Latest posts by Palaisglide


Posted: 20/05/2014 at 11:04

Dry sandy soil does not need peat, it wants plenty of part rotted compost, manure, Paper, Cardboard, self grown green fertiliser dug into it, digging peat in would be a waste of time money and something I miss badly for young plants having not found a good substitute, I do still manage to get some and the greens do not worry me, if big growers can still get it why not us old lads and lasses.

My Father had sandy soil I often pass that old garden and it still grows wonderful vegetables though Dad is long gone. We dug masses of straw mixed with manure into it every year and the soil was wonderful, Hard work required I know but in the end you will get there.



Posted: 20/05/2014 at 10:52

Italophile, Probably you are correct in Italy, here in the Northeast of England with one foot in the sea not so. They need a steady temperature plenty of TLC and liquid sunshine in the form of feed.
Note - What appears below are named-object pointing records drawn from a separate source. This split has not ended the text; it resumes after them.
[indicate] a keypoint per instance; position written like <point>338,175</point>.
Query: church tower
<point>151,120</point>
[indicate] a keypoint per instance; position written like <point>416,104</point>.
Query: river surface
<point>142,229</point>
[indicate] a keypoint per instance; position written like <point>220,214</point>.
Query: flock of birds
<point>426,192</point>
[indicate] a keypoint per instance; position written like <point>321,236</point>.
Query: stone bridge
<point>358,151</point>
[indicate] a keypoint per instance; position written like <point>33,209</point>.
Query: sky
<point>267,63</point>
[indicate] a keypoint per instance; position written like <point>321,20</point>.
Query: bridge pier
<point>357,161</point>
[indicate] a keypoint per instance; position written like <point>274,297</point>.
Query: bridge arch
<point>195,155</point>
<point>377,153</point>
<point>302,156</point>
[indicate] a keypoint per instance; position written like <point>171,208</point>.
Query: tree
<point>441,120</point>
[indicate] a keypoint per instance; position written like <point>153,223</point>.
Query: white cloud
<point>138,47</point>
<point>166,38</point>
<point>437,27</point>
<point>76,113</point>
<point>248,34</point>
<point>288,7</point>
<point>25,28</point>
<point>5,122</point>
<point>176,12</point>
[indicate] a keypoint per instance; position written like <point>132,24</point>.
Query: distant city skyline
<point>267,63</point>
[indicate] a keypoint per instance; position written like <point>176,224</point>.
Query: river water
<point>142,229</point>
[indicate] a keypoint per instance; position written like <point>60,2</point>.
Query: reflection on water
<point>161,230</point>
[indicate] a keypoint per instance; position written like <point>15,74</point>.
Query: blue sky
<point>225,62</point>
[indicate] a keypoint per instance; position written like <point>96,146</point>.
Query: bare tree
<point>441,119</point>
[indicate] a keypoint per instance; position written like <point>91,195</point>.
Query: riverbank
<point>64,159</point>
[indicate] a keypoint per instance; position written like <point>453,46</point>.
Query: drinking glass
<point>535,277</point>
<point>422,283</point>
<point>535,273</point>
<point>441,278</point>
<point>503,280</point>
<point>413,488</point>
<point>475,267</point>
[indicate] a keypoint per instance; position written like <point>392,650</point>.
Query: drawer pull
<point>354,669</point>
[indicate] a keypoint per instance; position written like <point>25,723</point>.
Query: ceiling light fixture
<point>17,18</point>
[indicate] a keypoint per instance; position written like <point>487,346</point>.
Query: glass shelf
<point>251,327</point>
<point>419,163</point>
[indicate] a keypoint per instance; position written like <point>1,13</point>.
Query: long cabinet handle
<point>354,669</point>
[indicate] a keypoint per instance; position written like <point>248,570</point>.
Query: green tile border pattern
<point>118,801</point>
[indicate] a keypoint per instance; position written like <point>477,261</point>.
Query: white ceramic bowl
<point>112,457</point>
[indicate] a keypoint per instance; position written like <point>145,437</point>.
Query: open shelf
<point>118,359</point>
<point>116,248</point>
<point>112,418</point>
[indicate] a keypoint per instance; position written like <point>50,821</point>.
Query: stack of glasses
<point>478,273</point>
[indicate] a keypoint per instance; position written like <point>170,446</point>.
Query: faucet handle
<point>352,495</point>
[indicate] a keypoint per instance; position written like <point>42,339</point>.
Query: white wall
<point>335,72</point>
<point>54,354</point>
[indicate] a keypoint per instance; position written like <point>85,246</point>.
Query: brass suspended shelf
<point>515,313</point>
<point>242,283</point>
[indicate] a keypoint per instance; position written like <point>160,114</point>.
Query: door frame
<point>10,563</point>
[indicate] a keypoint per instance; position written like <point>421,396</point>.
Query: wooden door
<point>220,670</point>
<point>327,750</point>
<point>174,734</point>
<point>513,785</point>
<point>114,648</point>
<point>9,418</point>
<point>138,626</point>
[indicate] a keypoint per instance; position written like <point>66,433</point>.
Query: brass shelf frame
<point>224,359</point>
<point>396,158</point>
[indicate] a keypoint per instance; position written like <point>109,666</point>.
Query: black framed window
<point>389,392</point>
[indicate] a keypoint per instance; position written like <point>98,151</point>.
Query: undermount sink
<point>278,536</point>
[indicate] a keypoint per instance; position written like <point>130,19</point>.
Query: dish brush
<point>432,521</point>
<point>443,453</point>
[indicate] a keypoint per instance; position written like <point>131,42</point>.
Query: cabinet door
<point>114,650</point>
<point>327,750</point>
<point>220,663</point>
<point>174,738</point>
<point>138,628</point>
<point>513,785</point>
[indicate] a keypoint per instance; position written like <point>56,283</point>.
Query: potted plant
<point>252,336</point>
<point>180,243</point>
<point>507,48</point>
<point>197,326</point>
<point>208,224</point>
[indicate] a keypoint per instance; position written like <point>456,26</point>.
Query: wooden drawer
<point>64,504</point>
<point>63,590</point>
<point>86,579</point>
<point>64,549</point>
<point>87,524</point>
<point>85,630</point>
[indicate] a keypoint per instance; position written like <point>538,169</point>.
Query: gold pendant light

Night temperature here can drop dramatically a green house is essential to try and keep even heat and my greenhouse being a lean to with a solid South facing brick wall manages to do that hence the tomato's are often weeks ahead of other growers. We garden to our own weather and conditions, In southern Europe I have seen tomato's grown as a field crop it could not happen here.

The ideal way is to grow more than you need then keep the strongest plants to grow on, that way you do not encourage disease, none of us want that among our lovely plants.



Posted: 20/05/2014 at 10:37

Rosemummy, Read your mail again and realised the established plants you have are older ones that need a bit of TLC. it will be next year now before they pick up although the foliage should be clean and shiny. If this is not so cut out any stalks of leaves that show disease browning shrivelling, once it has flowered remove the dead flower heads now to work. Make a mulch of compost, home made if you have it, add some bone meal and granular fertiliser, well rotted manure if possible for those that have it, most will not. Now put a thick mulch around the root ball but not touching it, never cover the top is my experience they do not like it, water in. Repeat that again late summer.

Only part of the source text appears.